QLS(Quadrilateral Space)症候群とは、肩の後方にある「四辺形間隙(quadrilateral space)」というスペースで、腋窩神経(えきかしんけい)と後上腕回旋動脈が圧迫されることによって起こる障害です。
四辺形間隙ってどこ?
このスペースは、以下の筋肉や骨に囲まれています:
- 上:小円筋(teres minor)
- 下:大円筋(teres major)
- 内側:上腕骨の長頭三頭筋
- 外側:上腕骨の外側(外科頚)
ここを通る腋窩神経は、三角筋や小円筋を支配する重要な神経です。
主な症状
QLS症候群では、以下のような症状が現れることがあります:
- 肩の後ろや外側の鈍い痛み
- 三角筋の筋力低下
- 上腕のしびれや違和感
- 肩を動かすと悪化する不快感
- スポーツ(特に投球動作)で症状が誘発・悪化する
症状は軽いこともあれば、慢性化してパフォーマンスに大きく影響することもあります。
原因は何?
QLS症候群の原因には以下が考えられます:
- 筋肉の肥大(特にアスリートに多い)
- 肩の外傷や手術の後遺症
- 姿勢不良や肩の過使用
- ガングリオンや脂肪腫など、腋窩神経を圧迫する腫瘤
診断方法
診断は問診と理学的検査のほか、以下の検査が行われることがあります:
- MRI:腋窩神経や周囲の構造を評価
- 神経伝導検査・筋電図(EMG):神経の機能を調べる
- 局所麻酔注射による診断的ブロック
治療法
保存療法(手術をしない治療)
- 安静と肩の負荷軽減
- 理学療法(リハビリ):可動域改善や筋バランスの調整
- ストレッチ・姿勢改善
- 痛み止めの薬や注射(ステロイド)
手術療法
保存療法で改善しない場合は、腋窩神経の除圧手術が検討されることもあります。
スポーツ復帰のために
特に野球やバレーボールなど、肩を酷使するスポーツ選手にとって、QLS症候群はパフォーマンスに大きく関わります。

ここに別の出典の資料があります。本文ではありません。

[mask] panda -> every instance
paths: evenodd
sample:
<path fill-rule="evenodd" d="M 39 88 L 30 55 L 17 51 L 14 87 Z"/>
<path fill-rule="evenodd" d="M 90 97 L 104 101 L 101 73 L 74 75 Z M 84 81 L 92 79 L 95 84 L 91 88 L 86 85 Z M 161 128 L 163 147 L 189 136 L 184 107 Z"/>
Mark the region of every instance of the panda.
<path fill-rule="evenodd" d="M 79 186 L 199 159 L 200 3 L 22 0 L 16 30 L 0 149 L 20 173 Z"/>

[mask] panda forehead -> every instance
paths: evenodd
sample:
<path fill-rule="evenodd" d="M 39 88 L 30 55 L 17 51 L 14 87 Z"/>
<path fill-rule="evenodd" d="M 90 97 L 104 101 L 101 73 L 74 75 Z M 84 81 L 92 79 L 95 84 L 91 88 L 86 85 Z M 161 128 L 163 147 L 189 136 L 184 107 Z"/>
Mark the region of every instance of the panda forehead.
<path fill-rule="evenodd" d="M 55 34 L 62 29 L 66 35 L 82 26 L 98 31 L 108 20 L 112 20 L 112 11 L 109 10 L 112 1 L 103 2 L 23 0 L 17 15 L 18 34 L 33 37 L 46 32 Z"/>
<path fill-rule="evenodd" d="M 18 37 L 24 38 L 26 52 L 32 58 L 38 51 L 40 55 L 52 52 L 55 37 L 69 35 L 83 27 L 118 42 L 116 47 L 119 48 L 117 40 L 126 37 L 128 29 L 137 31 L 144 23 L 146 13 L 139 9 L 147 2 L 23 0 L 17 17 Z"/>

早期発見・早期対応がカギです。症状が出たら無理をせず、スポーツドクターや理学療法士に相談することをおすすめします。
まとめ
QLS症候群は、比較的まれですが、肩を多く使う人には見逃せない障害です。違和感を放置せず、適切な診断と治療を受けることで、日常生活やスポーツでの支障を最小限に抑えることができます。